Youhou ! Voilà le retour du cinéaste d'animation le plus cinglé, le plus indépendant, le plus délibérément américain que le monde des petits bonshommes qui bougent ait jamais connu, j'ai nommé Bill Plympton, grâce auquel on ne voit pas le temps passer. Son cinéma nous paraît tellement drôle, tellement enlevé, tellement libre qu'on n'arrive pas à croire que le bougre a déjà sept décennies et quarante ans de carrière ! Cette fois le jeune Plympton s'est acoquiné avec un gamin surdoué de 45 ans, Jim Lujan, et ce duo d'enfer nous offre un vrai festival pétaradant de pépées incendiaires aux formes exagérément protubérantes, de méchants caricaturaux, de sales gueules invraisemblables tout droit sorties de pénitenciers réservés aux serial killers, d'adeptes frappadingues de sectes millénaristes, de courses poursuites dans le désert… Un vrai condensé de l'Amérique malade qui a élu Trump.

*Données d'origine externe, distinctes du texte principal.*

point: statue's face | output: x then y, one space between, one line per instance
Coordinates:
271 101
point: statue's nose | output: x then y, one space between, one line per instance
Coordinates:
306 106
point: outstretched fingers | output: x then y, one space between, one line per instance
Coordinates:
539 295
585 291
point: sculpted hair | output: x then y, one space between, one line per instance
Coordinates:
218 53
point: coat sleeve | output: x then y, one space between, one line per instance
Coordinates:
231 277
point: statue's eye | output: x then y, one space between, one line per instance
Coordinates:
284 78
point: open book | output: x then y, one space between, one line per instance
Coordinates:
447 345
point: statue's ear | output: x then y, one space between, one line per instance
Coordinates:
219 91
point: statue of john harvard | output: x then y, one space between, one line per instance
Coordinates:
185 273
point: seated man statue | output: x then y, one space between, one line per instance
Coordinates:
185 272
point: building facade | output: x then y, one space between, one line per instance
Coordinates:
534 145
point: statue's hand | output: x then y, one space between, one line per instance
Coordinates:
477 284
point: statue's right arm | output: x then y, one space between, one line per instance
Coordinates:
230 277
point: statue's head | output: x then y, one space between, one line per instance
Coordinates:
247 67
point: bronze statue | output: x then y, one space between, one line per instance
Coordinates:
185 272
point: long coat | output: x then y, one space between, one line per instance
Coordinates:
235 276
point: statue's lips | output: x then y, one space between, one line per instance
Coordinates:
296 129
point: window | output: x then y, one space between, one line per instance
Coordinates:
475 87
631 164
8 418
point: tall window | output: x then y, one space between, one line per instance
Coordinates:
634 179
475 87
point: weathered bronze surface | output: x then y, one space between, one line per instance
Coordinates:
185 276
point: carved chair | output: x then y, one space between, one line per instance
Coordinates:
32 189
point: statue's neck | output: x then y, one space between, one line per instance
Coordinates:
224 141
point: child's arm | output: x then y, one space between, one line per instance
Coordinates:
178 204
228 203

Au centre de La Vengeresse, il y a d'ailleurs un personnage parfaitement trumpien, entre spectacle, politique, corruption, violence et mafia. Le Sénateur Death Face est un ancien catcheur, ancien leader d'un groupe de hells angels qui lui servent toujours de garde rapprochée. Il a, grâce à l'argent et à une politique clientéliste parfaitement assumée, grimpé l'échelle sociale jusqu'à se faire élire au Sénat, entretenant son électorat à coups de shows démagos. Ce colosse brutal et borné n'aime pas qu'on lui résiste et quand une jeune donzelle solitaire lui dérobe un objet qui pourrait s'avérer compromettant, il lance à sa poursuite un quatuor de détectives qui ont carte blanche pour récupérer l'objet du délit et lui ramener la voleuse, morte ou vive. Chacun des chasseurs de prime est évidemment en concurrence féroce avec les autres, après tout on est aux States, pays où le capitalisme est sauvage et tous les coups permis. Dans la bande des quatre, il y a en particulier un petit bonhomme qui ne ressemble à rien, chauve, rabougri, affublé d'une maman à chats possessive qui dirige l'agence en son absence et qui a pourtant un talent inégalé pour maitriser les criminels en fuite.
Sous le soleil de plomb californien, entre motels miteux et bars de bikers poisseux, Plympton et Lujan créent un univers qui n'a rien à envier à celui d'un Tarantino. Dans cette histoire de jeune fille bien décidée à se venger seule de beaucoup plus fort qu'elle, on pense forcément à l'inoubliable Uma Thurman de Kill Bill, dézinguant à tout va les méchants au bout de son sabre… On sait que Tarantino est un grand fan de Bill Plympton (dans Kill Bill déjà cité, un des personnages porte son patronyme) et Plympton le lui rend bien. Scénario enlevé et sans doute plus élaboré que dans les films précédents (un des apports de Lujan), dessin extravagant et agressif, couleurs franches, séquences burlesques d'une drôlerie décapante, Plympton et Lujan nous embarquent à fond de train dans un road movie furieux et dressent le portrait acide et jubilatoire d'une Amérique bien malade à laquelle ils administrent un remède de cheval.